I've asked this question before to no avail. I am trying to figure out how to implement bs4 to grab the links to be used for downloading from within the website's source. The problem I can't figure out is the links are within a dynamic content library. I've removed previous html snippet, look below
We've been able to grab the links with this script only after manually grabbing the source code from the website:
import re
enter code here
line = line.rstrip()
x = re.findall('href=[\'"]?([^\'" >]+)tif', line)
if len(x) > 0 :
result.write('tif">link</a><br>\n<a href="'.join(x))
`result.write('tif">link</a><br>\n\n</html>\n</body>\n')
result.write("There are " + len(x) + " links")

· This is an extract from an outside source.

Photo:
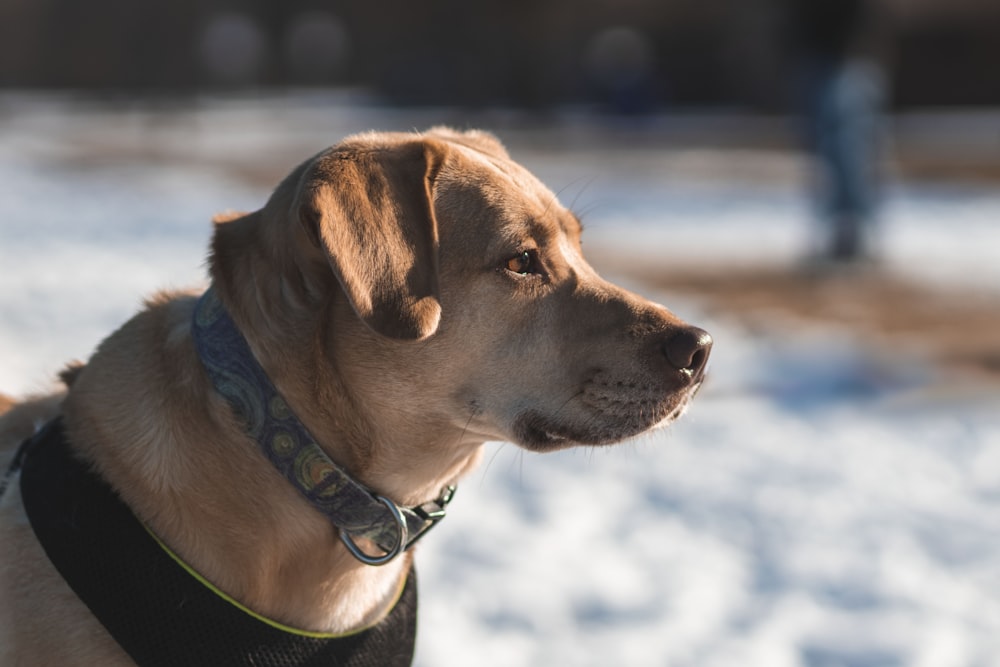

print "Download HTML page created."
But only after going into the website ctrl + a -> view source -> select all & copy -> paste onto SourceCode.txt. I would like to remove the manual labor from all this.
I'd greatly appreciate any information/tips/advice!
EDIT
I wanted to add some more information regarding the website we are using, the Library content will only show up when it has been manually expanded. Otherwise, the content (i.e., the download links/href *.tif) are not visible. Here's an example of what we see:
Source Code of site without opening the library element.
<html><body>
Source Code after opening library element.
<html><body>
<h3>Library</h3>
<div id="libraryModalBody">
<div><table><tbody>
<tr>
<td>Tile12</td>
<td><a href="http://www.website.com/path/Tile12.zip">Button</a></td>
</tr>
</tbody></table></div>
</div>
Source code after expanding all download options.
<html><body>
<h3>Library</h3>
<div id="libraryModalBody">
<div><table><tbody>
<tr>
<td>Tile12</td>
<td><a href="http://www.website.com/path/Tile12.zip">Button</a></td>
</tr>
<tr>
<td>Tile12_Set1.tif</td>
<td><a href="http://www.website.com/path/Tile12_Set1.tif">Button</a></td>
</tr>
<tr>
<td>Tile12_Set2.tif</td>
<td><a href="http://www.website.com/path/Tile12_Set2.tif">Button</a></td>
</tr>
</tbody></table></div>
</div>
Our end goal would be to grab the downloads link with only having to input the website url. The issue seems to be in the way the content is displayed (i.e., dynamic content only visible after manual expansion of the library.